[Date Prev][Date Next][Thread Prev][Thread Next][Date Index][Thread Index] [List Home]
Re: [p2-dev] query performance

Hi Mengxin,

I took a look at your query. Here are some comments and hints that might help you speed things up:

1. You use the method toSet() on the result instead of toUnmodifiableSet(). This will yield an extra (and probably unnecessary copy). Please use toUnmodifiableSet() where possible.

2. You create an array from the incoming collection before you pass it to the query. You can avoid this extra copy by passing the Collection directly.

3. The statement:

"select(iu | $0.exists(iu2 | iu2.requirements.exists(r | iu ~= r )))"

suggests that you want to find all IU's that are required by some IU in the incoming collection. That's a one step traversal. All those new IU's will introduce new requirements and in order to find them all the way the planner does, you must continue evaluating this query until no more units are found. A better way to resolve this is to use a traverse query:

"$0.traverse(parent | parent.requirements.collect(rc | select(iu | iu ~= rc)).flatten())"
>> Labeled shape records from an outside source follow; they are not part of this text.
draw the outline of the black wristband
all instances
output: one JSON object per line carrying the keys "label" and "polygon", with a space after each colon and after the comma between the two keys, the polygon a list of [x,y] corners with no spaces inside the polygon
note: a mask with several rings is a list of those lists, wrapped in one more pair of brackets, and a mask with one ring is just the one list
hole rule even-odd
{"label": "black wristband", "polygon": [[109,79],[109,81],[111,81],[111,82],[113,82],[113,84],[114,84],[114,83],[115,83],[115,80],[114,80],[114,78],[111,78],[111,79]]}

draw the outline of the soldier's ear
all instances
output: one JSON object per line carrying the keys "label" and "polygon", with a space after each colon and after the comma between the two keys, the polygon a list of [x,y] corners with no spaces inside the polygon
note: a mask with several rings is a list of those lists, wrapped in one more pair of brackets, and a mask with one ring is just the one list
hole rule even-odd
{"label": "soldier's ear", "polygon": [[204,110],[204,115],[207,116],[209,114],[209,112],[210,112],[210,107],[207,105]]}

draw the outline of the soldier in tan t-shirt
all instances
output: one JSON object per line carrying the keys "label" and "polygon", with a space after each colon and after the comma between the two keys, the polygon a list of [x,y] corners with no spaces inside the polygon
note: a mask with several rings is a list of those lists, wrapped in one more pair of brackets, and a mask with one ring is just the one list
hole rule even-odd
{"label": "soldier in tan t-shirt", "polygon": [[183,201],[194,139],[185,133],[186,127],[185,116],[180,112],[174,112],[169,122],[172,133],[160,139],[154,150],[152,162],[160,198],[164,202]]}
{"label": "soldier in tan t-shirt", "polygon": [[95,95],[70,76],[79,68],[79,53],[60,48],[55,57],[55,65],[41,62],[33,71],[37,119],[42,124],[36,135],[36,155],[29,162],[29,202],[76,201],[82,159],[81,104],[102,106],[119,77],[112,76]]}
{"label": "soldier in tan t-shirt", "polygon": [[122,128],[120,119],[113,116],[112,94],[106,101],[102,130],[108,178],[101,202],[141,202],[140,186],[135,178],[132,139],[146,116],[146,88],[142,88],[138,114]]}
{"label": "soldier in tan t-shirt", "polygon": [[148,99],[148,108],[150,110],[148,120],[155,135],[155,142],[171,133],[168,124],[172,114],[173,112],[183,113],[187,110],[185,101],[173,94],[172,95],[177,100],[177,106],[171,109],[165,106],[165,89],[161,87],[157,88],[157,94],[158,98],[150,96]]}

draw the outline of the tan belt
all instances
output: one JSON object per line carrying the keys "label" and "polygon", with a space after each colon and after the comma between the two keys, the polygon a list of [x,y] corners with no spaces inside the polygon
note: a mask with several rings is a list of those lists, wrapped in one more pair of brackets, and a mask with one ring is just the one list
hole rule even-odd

If $0 is a large collection then it's likely that an initial 'unique' of all relevant requirements will improve performance significantly:

"$0.traverse(set(), _, { cache, parent | parent.requirements.unique(cache).collect(rc |  select(iu | iu ~= rc)).flatten()})"

To really speed things up, you might also want to prune the unique list of requirements to only include those that have the desired namespace:

select(rc | rc.namespace == 'org.eclipse.equinox.p2.iu').

"$0.traverse(set(), _, { cache, parent | parent.requirements.unique(cache).select(rc | rc.namespace == 'org.eclipse.equinox.p2.iu').collect(rc | select(iu | iu ~= rc)).flatten()})"

If you try this out, please publish your results.


Thomas Hallgren

On 2011-08-09 09:13, Mengxin Zhu wrote:
I find the performance of using query language has great downgrade if querying a repository with a great number of IUs. I'm not sure whether it's a common case, at least it does in my case.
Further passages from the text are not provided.